With the view to habituate him to communicate that knowledge to others which he so eagerly acquired himself, Master Laing went, in his fifteenth year, to fill, for a time, the situation of assistant to Mr. Bruce, an eminent teacher in Newcastle-upon-Tyne; whence he returned to Edinburgh six months after, and entered upon a similar duty under his father, for which it will be seen he was in no small degree qualified, having been trained to tuition in a manner from his infancy.

At this period the habits and prospects of the embryo traveller had apparently assumed a settled and determinate form. Not that he had as yet taken any decisive or irretrievable step from which he might not recede without incurring the charge of fickleness-not that he was bound to pursue that precise path to which he had hitherto looked forward; but nothing appeared to be farther from his intention than the active, bustling, and adventurous life of a soldier, or the still more hazardous and arduous employment of a professional traveller in the unexplored regions of inhospitable Africa, amid the hordes of its selfish, treacherous, and uncivilised natives. Placed as he then was with the prospect, upon his father's retirement (an event which occurred a few years afterwards), of succeeding to his establishment and profession, which, though no doubt abundantly laborious, was calculated to yield a comfortable and respectable maintenance, he had thus every inducement to follow it out; or, with his predilection for study, if he did relinquish that pursuit, he was more likely to become a candidate for fame in the peaceful paths of science, than in the field where glory grows. The forlorn hope of African discovery was not then, perhaps, even dreamed of, much less contemplated.

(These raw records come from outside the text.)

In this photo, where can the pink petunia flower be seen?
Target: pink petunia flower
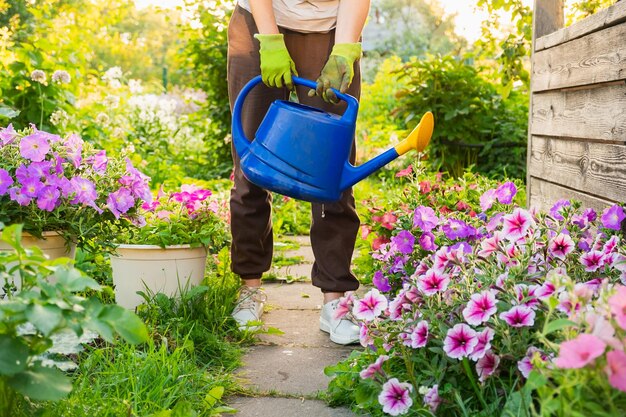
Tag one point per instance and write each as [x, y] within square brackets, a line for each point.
[519, 316]
[487, 365]
[616, 369]
[579, 352]
[484, 343]
[592, 260]
[517, 224]
[460, 341]
[432, 399]
[480, 308]
[612, 217]
[433, 282]
[617, 302]
[370, 306]
[374, 368]
[487, 199]
[419, 336]
[561, 246]
[396, 397]
[425, 218]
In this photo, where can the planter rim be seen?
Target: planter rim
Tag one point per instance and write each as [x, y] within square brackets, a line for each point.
[138, 246]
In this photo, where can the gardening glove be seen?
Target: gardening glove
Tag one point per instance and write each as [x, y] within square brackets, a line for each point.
[276, 64]
[338, 71]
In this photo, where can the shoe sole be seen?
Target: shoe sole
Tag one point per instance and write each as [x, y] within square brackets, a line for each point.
[325, 327]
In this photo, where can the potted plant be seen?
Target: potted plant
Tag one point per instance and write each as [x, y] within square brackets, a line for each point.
[65, 192]
[168, 252]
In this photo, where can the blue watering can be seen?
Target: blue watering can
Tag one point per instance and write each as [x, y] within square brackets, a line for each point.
[303, 152]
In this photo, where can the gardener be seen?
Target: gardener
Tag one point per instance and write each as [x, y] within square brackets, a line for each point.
[319, 40]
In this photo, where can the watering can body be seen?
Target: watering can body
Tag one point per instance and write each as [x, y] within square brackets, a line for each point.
[300, 151]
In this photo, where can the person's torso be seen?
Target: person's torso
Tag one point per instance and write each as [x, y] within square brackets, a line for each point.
[303, 15]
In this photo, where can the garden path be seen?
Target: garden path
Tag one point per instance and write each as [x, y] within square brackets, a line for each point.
[284, 374]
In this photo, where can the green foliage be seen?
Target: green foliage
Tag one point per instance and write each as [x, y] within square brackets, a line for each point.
[474, 124]
[50, 300]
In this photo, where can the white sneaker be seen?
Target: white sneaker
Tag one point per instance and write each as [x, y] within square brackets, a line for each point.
[249, 307]
[342, 331]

Circumstances, however, occurred, which unsettled all his preconceived plans, and aroused in him that spirit of enterprise and adventure which characterised his after-life. It was his fate to emerge into the world at a time when the profession of arms was every where blended with that of the civilian; at a time when it was considered that every man in Britain was in duty bound to bear a sword or a firelock, and to know how to use it; and it may be safely said, that nowhere was that feeling more generally acted upon, or that duty better understood, than in Edinburgh, the birth-place of Alexander Gordon Laing. During that rage of martial fever, which few men and fewer youths escaped, Master Laing, having attained his seventeenth year, was, like most of his acquaintance, not invulnerable to its attack; he was, in 1810, appointed an Ensign in the Prince of Wales' Edinburgh Volunteers a corps which certainly had nothing fascinating about it, though it afforded the occasional opportunity of sporting a military uniform, and of displaying a stand of colours. This regiment was originally armed with pikes; and although it was afterwards provided with muskets, the men continued to be vulgarly, and rather ironically, denominated the pikemen.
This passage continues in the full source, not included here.